In one of the recently released files, an MI5 officer notes that Blunt said he was “deeply relieved” to be freed from the burden. In exchange for the information he provided, Blunt was allowed to keep his job, his knighthood and his social standing – and the Queen was apparently kept in the dark.
In 1972, her private secretary, Martin Charteris, told MI5 chief Michael Hanley that “the Queen did not know and saw no benefit in telling her now; it would only add to her worries and there was nothing that could be done about it.” him.”
The government decided to tell the monarch in 1973, when Blunt was ill, fearing a media uproar after Blunt died and journalists could publish stories without fear of defamation lawsuits.
Charteris reported that she “took it all very calmly and without surprise” and “remembered that he was under suspicion” in the early 1950s.
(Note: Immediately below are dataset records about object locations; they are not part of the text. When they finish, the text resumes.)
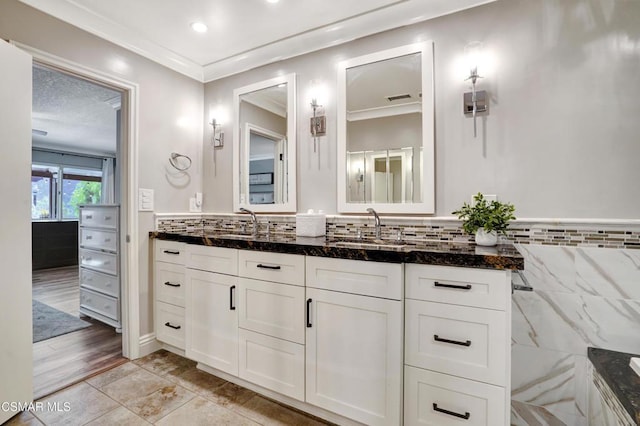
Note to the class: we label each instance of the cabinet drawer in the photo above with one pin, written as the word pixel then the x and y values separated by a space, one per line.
pixel 213 259
pixel 441 400
pixel 99 261
pixel 272 363
pixel 272 308
pixel 108 284
pixel 99 217
pixel 170 283
pixel 355 276
pixel 278 267
pixel 100 303
pixel 482 288
pixel 97 239
pixel 458 340
pixel 170 251
pixel 170 324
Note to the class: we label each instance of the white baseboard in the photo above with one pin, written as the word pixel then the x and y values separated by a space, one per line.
pixel 148 344
pixel 302 406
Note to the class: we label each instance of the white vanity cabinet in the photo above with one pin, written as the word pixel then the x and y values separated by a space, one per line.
pixel 169 290
pixel 99 263
pixel 211 307
pixel 271 302
pixel 354 339
pixel 457 346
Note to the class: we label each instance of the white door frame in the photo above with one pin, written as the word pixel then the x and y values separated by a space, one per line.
pixel 129 184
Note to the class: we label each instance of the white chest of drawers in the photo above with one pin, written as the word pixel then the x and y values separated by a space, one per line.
pixel 99 248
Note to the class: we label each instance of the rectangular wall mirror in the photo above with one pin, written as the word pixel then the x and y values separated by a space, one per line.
pixel 386 131
pixel 264 146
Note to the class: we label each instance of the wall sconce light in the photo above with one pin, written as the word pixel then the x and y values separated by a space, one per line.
pixel 475 101
pixel 217 136
pixel 318 123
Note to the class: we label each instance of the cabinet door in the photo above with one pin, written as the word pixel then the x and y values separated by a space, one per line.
pixel 354 356
pixel 273 309
pixel 212 320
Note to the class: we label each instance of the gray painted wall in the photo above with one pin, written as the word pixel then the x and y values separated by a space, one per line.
pixel 561 136
pixel 170 114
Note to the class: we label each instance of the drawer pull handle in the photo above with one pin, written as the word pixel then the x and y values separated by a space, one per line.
pixel 175 327
pixel 459 287
pixel 260 265
pixel 231 305
pixel 309 325
pixel 453 342
pixel 465 416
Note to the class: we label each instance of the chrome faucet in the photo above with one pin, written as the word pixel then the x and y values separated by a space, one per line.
pixel 377 219
pixel 254 220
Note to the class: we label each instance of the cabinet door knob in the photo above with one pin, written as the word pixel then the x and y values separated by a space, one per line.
pixel 273 267
pixel 453 342
pixel 309 325
pixel 231 304
pixel 459 287
pixel 465 416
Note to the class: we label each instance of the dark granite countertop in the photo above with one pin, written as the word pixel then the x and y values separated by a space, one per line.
pixel 428 252
pixel 623 381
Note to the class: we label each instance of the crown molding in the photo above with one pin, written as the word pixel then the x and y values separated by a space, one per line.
pixel 396 15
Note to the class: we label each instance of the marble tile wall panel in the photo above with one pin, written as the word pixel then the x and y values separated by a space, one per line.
pixel 571 322
pixel 546 379
pixel 613 273
pixel 604 407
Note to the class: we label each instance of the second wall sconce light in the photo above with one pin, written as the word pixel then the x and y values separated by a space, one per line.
pixel 217 136
pixel 318 123
pixel 476 101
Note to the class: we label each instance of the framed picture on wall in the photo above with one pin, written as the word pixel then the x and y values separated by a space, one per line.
pixel 261 179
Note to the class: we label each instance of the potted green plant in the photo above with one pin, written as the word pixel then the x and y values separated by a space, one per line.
pixel 485 219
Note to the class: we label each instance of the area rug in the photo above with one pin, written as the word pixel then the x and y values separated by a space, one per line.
pixel 49 322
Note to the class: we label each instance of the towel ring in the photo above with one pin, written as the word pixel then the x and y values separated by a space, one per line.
pixel 173 160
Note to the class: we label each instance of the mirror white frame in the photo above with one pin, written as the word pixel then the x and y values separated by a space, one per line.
pixel 427 206
pixel 240 183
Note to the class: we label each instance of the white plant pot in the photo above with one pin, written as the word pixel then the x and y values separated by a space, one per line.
pixel 484 238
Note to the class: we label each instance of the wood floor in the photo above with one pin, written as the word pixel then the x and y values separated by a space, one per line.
pixel 73 357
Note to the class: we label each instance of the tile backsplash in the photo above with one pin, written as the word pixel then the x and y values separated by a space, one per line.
pixel 582 233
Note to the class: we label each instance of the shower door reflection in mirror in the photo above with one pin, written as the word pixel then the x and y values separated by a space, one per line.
pixel 385 131
pixel 264 146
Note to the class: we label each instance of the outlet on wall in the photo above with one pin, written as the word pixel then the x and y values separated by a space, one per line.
pixel 193 205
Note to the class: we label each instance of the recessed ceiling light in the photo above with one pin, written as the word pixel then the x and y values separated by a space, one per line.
pixel 199 27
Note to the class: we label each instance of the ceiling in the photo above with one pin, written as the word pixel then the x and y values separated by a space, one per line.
pixel 242 34
pixel 77 115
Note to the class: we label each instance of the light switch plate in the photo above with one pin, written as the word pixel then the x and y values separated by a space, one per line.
pixel 634 363
pixel 145 200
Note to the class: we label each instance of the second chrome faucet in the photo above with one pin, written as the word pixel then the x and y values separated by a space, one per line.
pixel 254 220
pixel 377 222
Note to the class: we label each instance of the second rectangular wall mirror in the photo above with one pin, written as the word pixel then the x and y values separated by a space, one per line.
pixel 386 131
pixel 264 146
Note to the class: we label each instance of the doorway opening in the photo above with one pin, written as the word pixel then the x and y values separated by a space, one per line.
pixel 77 144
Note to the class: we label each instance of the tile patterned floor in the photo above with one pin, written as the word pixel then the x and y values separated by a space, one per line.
pixel 161 389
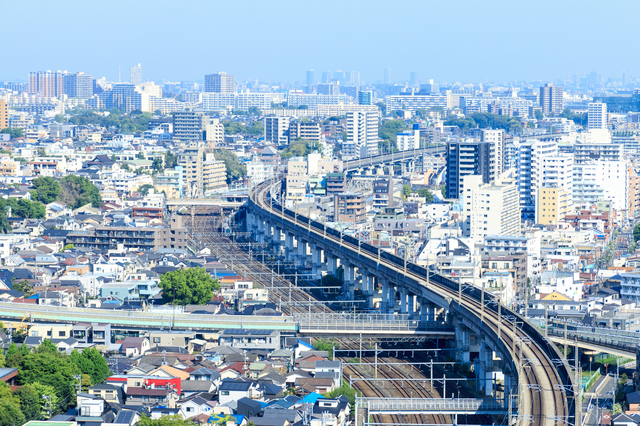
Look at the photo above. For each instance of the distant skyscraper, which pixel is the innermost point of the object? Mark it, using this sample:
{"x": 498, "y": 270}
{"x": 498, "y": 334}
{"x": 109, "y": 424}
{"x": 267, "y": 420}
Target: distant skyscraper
{"x": 413, "y": 79}
{"x": 219, "y": 83}
{"x": 136, "y": 74}
{"x": 310, "y": 78}
{"x": 365, "y": 98}
{"x": 551, "y": 99}
{"x": 597, "y": 118}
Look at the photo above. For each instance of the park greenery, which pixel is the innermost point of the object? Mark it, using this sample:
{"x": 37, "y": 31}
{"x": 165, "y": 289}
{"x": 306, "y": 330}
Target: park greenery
{"x": 486, "y": 120}
{"x": 192, "y": 286}
{"x": 301, "y": 148}
{"x": 45, "y": 371}
{"x": 235, "y": 169}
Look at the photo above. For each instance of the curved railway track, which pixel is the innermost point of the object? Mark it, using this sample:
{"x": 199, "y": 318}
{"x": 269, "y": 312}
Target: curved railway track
{"x": 542, "y": 397}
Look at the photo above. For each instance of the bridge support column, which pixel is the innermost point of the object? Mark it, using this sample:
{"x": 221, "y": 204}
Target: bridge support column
{"x": 288, "y": 247}
{"x": 302, "y": 250}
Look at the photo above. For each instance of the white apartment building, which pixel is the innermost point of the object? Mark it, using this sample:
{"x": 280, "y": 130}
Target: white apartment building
{"x": 490, "y": 209}
{"x": 297, "y": 179}
{"x": 276, "y": 130}
{"x": 529, "y": 166}
{"x": 497, "y": 138}
{"x": 407, "y": 141}
{"x": 597, "y": 116}
{"x": 362, "y": 135}
{"x": 601, "y": 180}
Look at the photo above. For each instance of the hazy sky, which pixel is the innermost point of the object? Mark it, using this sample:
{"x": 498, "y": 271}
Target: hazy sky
{"x": 277, "y": 41}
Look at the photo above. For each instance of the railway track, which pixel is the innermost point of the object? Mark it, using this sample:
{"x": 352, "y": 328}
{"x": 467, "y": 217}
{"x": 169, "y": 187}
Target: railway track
{"x": 542, "y": 397}
{"x": 281, "y": 290}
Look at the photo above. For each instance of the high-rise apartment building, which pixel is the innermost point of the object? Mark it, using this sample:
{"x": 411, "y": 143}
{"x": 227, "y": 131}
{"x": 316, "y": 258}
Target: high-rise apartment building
{"x": 496, "y": 137}
{"x": 4, "y": 115}
{"x": 135, "y": 74}
{"x": 362, "y": 135}
{"x": 490, "y": 209}
{"x": 219, "y": 83}
{"x": 597, "y": 115}
{"x": 276, "y": 130}
{"x": 365, "y": 97}
{"x": 78, "y": 85}
{"x": 188, "y": 126}
{"x": 47, "y": 84}
{"x": 468, "y": 158}
{"x": 551, "y": 99}
{"x": 553, "y": 205}
{"x": 407, "y": 141}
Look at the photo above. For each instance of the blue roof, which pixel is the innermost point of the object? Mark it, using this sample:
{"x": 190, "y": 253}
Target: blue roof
{"x": 310, "y": 398}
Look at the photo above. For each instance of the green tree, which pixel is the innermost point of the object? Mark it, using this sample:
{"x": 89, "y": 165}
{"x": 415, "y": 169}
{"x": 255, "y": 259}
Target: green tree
{"x": 406, "y": 191}
{"x": 29, "y": 402}
{"x": 235, "y": 169}
{"x": 23, "y": 286}
{"x": 46, "y": 189}
{"x": 191, "y": 286}
{"x": 15, "y": 133}
{"x": 424, "y": 192}
{"x": 10, "y": 412}
{"x": 144, "y": 189}
{"x": 77, "y": 191}
{"x": 157, "y": 165}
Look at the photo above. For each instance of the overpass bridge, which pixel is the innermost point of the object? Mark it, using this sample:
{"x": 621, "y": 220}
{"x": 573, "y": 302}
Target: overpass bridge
{"x": 533, "y": 367}
{"x": 311, "y": 324}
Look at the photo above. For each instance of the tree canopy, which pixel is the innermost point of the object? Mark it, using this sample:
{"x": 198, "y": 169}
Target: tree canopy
{"x": 235, "y": 169}
{"x": 191, "y": 286}
{"x": 46, "y": 190}
{"x": 77, "y": 191}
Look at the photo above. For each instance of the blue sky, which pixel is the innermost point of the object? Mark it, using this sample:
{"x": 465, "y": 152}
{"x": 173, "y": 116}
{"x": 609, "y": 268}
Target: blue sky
{"x": 277, "y": 41}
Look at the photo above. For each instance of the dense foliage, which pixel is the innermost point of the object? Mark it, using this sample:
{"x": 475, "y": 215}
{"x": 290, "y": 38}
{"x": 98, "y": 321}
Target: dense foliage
{"x": 192, "y": 286}
{"x": 78, "y": 191}
{"x": 46, "y": 189}
{"x": 485, "y": 120}
{"x": 235, "y": 169}
{"x": 47, "y": 371}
Historian Christopher Andrew says in MI5’s official history that the Queen was previously told about Blunt “generally”.
Queen Elizabeth II died in 2022 at the age of 96.
Blunt was publicly exposed as a spy by Prime Minister Margaret Thatcher in the House of Commons in November 1979. He was eventually stripped of his knighthood, but was never prosecuted and died in 1983 aged 75.
Files held by Britain’s secret intelligence services usually remain classified for decades, but the agencies are becoming increasingly open. Some of the recently released documents will be featured in an exhibition called “MI5: Official Secrets”, opening later this year at the National Archives in London.
Two Cambridge spies, Donald Maclean and Guy Burgess, fled to Russia in 1951. A third, Kim Philby, continued to work for the foreign intelligence agency MI6 despite falling under suspicion. As evidence of his duplicity mounted, in January 1963 he was confronted in Beirut by his friend and fellow MI6 officer Nicholas Elliott.
The declassified files include Philby’s typed confession and a transcript of his discussion with Elliott.
In it, Philby admitted to betraying Konstantin Volkov, a KGB officer who tried to defect to the West in 1945, bringing with him details of moles within British intelligence – including Philby himself. As a result of Philby’s intervention, Volkov was kidnapped in Istanbul, returned to Moscow and executed.
Elliott reported that Philby said that if he had his life to live over again, he would probably behave the same way.
“I really felt a huge loyalty to MI6. I was treated very, very well in it and I made some really great friends there,” Philby said, according to the transcript. “But the prevailing inspiration was the other side.”
Philby told Elliott that the choice he faced now that he had been exposed was “between suicide and prosecution”. Instead, he fled to Moscow, where he died in 1988.
The Cambridge spies have inspired countless books, film plays and TV shows, including the 2023 series “A Spy Among Friends,” starring Guy Pearce as Philby and Damian Lewis as Elliott. Blunt appeared in a 2019 episode of The Crown, played by Samuel West.
According to files released in 2014, members of the Cambridge spy ring were seen by their Soviet handlers as hopeless drunks incapable of keeping secrets, the BBC announced.
One passage described Burgess as a man “constantly under the influence of alcohol” and another note described Maclean as “not very good at keeping secrets”, the BBC reported. It was added that he was “constantly drunk” and consumed alcohol.